In the years since U.S. military strategy shifted to focus on great power rivalries, Taiwan has come to be regarded as pivotal to the future of Pacific security.
If China were to invade and occupy the island nation, it would be a sharp regional turning point, marking a profound setback for U.S. security.
Today, in the aftermath of Russia’s invasion of Ukraine, another country has assumed similar status in U.S. military plans.
That country is Poland, the NATO member that now will likely share the longest border with hostile territories under the control of Moscow.
The prevailing view among Kremlin watchers in the West is that Putin is intent on rebuilding the buffer of satellite countries between his nation and the West, if not recreating the old Russian empire.
Putin certainly did nothing to discourage that view when he demanded in the runup to the Ukraine campaign that NATO cease military operations in former Soviet republics and satellite states.
With the gradual reabsorption of Belarus into greater Russia and the expected installation of a Russian puppet regime in Kyiv, Poland will inevitably become a critical venue for East-West military rivalries in Europe.
The good news is that Poland is an advanced economy of 38 million with close ties to the West, a member of both NATO and the European Union.
Unlike other countries that now face the prospect of sharing a common border with the new Russian empire, it has the material wherewithal and cultural unity to defend itself in any conflict short of nuclear war.
Whatever tensions may have previously existed between Warsaw and other Western capitals will now be largely forgotten in the face of Russian aggression.
However, the bad news is that Poland is already half-surrounded by territories likely to be under the control of its enemies.
In addition to its 600-kilometer border with Belarus and Ukraine in the east, the heavily militarized Russian enclave of Kaliningrad occupies a strategic position on the Baltic Sea to the north.
Russian air defenses located in Kaliningrad and western Belarus cover most of Polish territory, and the entire country is well within the unrefueled combat radius of Russian tactical aircraft.
To make matters worse, there are few geographic obstacles on the North European Plain to slow a westward advance by ground forces coming from Belarus and Russia.
So, if Poland is to defend itself in a future installment of Putin’s campaign of conquest, it will need to be heavily armed.
At the moment, it isn’t: the country has fewer than a thousand tanks, and its modest air force of 452 aircraft contains only 91 fighters.
Much of the equipment is old, and would not fare well in a war with Russia’s recently modernized forces.
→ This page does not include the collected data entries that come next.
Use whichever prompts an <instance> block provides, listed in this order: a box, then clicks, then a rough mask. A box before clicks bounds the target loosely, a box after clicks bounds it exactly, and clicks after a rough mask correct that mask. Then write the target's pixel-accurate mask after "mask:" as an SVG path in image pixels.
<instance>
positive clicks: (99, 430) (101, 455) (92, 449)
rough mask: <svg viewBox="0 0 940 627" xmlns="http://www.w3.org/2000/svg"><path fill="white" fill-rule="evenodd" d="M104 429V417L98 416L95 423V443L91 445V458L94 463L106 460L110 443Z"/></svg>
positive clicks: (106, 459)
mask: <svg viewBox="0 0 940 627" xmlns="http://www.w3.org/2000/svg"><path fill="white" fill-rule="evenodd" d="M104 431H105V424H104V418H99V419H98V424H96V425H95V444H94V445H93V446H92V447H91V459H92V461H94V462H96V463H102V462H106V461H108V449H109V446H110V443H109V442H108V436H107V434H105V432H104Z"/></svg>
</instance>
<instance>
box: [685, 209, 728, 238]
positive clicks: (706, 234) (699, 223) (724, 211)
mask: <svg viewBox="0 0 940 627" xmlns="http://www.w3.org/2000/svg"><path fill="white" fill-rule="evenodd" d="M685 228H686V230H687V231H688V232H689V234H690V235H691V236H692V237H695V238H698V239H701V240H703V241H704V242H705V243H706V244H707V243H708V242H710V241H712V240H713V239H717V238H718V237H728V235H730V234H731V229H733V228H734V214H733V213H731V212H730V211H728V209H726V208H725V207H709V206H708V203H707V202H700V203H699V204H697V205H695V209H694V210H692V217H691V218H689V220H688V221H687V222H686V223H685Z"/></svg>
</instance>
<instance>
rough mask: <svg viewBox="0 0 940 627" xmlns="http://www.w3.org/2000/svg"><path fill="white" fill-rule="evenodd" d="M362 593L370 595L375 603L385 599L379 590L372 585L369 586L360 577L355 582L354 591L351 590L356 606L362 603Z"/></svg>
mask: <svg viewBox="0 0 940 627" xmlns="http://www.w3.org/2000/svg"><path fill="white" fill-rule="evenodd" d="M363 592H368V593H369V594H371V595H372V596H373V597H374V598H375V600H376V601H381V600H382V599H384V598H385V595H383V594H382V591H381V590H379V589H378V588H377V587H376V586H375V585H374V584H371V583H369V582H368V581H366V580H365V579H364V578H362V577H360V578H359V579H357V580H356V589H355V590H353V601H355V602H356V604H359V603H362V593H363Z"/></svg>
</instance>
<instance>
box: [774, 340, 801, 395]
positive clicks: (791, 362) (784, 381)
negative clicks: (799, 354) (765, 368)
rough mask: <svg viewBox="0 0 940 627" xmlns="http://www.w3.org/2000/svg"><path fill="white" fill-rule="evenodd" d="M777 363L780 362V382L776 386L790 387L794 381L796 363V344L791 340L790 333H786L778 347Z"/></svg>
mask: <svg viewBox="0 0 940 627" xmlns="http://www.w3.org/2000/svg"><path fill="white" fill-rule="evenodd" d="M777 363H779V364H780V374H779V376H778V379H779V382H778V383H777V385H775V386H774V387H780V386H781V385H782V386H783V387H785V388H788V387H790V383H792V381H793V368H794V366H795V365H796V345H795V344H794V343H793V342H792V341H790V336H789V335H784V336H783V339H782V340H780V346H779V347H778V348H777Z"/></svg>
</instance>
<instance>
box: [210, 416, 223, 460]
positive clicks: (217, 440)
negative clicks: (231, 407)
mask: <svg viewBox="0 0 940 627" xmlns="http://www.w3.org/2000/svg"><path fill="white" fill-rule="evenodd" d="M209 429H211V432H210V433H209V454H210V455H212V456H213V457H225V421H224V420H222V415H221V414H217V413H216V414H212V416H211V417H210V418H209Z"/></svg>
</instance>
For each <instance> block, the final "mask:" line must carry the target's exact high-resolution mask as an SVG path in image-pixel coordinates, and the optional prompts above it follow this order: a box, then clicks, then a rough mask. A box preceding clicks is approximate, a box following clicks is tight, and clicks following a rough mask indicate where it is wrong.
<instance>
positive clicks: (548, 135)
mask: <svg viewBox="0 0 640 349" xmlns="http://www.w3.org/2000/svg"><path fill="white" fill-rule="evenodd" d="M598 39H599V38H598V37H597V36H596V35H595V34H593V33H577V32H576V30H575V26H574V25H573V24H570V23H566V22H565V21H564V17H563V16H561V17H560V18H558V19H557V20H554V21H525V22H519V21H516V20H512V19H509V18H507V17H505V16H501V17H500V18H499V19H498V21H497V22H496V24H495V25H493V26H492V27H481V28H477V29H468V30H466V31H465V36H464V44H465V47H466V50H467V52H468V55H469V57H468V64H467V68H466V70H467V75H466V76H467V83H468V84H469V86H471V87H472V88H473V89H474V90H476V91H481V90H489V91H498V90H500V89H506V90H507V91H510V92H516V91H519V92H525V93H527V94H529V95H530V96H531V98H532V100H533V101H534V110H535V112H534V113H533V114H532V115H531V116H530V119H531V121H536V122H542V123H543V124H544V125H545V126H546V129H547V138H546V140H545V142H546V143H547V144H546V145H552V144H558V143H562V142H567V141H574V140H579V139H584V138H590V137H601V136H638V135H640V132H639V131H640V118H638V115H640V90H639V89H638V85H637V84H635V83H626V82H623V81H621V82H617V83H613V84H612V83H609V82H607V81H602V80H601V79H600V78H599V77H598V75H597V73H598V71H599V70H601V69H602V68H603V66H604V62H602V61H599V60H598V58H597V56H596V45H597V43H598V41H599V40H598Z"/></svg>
Although Poland is one of the few European NATO nations that has met the commitment to invest 2% of GDP in military preparations, U.S. military planners have recognized since Russia’s annexation of Crimea in 2014 that the country will require heavy assistance to defend its territory in a war.
Washington has gradually moved to provide Warsaw with advanced military equipment suited to the defeat of Russian forces, most notably in the form of 32 F-35 multirole fighters, the first of which it’s scheduled to receive in 2024; up to eight batteries of Patriot integrated air defense systems, which will start to arrive at the end of this year; and—most recently—a deal for 250 advanced versions of the M1A2 main battle tank.
Each of these weapons outclasses Russian counterparts, but it will take years before most of them reach Polish forces.
Given the inscrutability of Putin and his plans, Poland may not have years—Washington needs to think about accelerating the delivery of modern weapons to Warsaw.
One key facet of U.S. military plans that predated the Ukraine crisis was the dispatch of rotating American forces into Poland on a regular basis.
In recent years nearly 5,000 U.S. troops have been in Poland on any given day, and a command infrastructure has been established to coordinate the activities of NATO forces throughout the region.
Russia’s ongoing aggression in Ukraine has likely settled the debate about whether the U.S. troop presence in Poland should be rotational or permanent: permanent deployment of at least one U.S. armored brigade is now highly likely.
Washington has been investing for years in infrastructure and prepositioned supplies to support troop rotations, so it should be possible to stand up a permanent U.S. ground presence quickly.
The value of that permanent U.S. presence will transcend its tangible warfighting capabilities by signaling to Moscow that any invasion of Poland would inevitably lead to direct war with the United States.
The U.S. maintained a similar “tripwire” defense of Western Europe throughout the Cold War.
Poland has a number of features beyond its geographical location that recommend the nation as a pivotal player in Western security.
Unlike Ukraine, Poland is ethnically homogenous, has a vibrant free-market economy, and a liberal political culture.
Its people also share a profound cultural awareness of the danger posed by Russia—a danger that traces back to the efforts of Catherine the Great to partition the Polish-Lithuanian commonwealth centuries ago.
Few countries have so frequently suffered the outrages of alien invasion, and yet these repeated atrocities seem to have forged a strong sense of national identity that will make Poland a reliable ally of the United States in the years ahead.
That’s a good thing, because with Russia on the march, Poland now looks indispensable to the defense of the West.